Submitted to: National Cotton Council Beltwide Cotton Conference
Publication Type: Proceedings
Publication Acceptance Date: 2/20/2000
Publication Date: N/A
Citation: N/A Interpretive Summary: Many producers are unaware of the benefits of conservation tillage and how conservation tillage can reduce input costs while maintaining or increasing crop yields. The effects of conventional moldboard tillage and conservation tillage were compared for cotton yields, production costs and net returns. Economics of cotton production and lint yields, as affected by tillage in a semi-aird, subtropical environment were examined over a three-year period on eighteen different producer fields. Each field was split and one-half was farmed using conventional tillage practices and one-half of each field was farmed using conservation tillage practices. Cotton lint yields averaged over the 18 producer fields had 110 lbs/acre more lint in conservation tillage than with the moldboard plow and disk system. Conservation tillage fields had, on average, $46/acre less field preparation costs from the harvest of the previous crop until the planting of the cotton crop. Net returns were $97/acre more in the conservation tillage fields when compared with the moldboard plow and disk system. Cotton produced using conservation tillage in a biannual grain sorghum rotation had lower input costs, greater crop yields, most of the time, and increased net returns when compared with the moldboard plow and disk system.

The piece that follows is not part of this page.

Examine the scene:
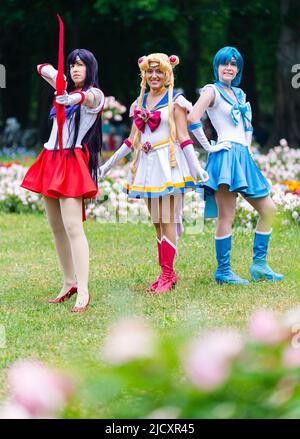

Technical Abstract: Adoption of conservation tillage for cotton production in south Texas has increased dramatically over the past few years, but there are still many producers unaware of the benefits. The climatic conditions and soil types of south Texas are quite different from the Southeastern United States where other producers have been successful with conservation tillage cotton. A greater knowledge of the benefits and risks of conservation tillage practices under a subtropical, semi-arid environment can help producers better evaluate tillage practices as a component of their farming operation. The objectives of this study were to compare the effects between conventional moldboard tillage and conservation tillage on cotton yields, production costs and net returns. Economics of cotton production and lint yields as affected by tillage in a semi-arid, subtropical environment, were examined over a three-year period on eighteen ndifferent producer fields. Six producer fields in 1997, five fields in 1998, and seven fields in 1999 were split and one-half of each was farmed using conventional tillage practices and one-half of each field was farmed using conservation tillage practices. Seeding rate, fertilizer, irrigation, insect management and other production factors were the same for both tillage systems. Average cotton lint yields in the conservation tillage fields in 1997, 1998 and 1999 were 137, 87, and 110 pounds greater than in the conventional tillage fields. In 1997, five of the six sites had equivalent or greater yields, four of five fields examined in 1998 had equivalent or greater yields, and in 1999 six of seven fields had equivalent or greater lint yields when conservation tillage was compared to conventional moldboard tillage.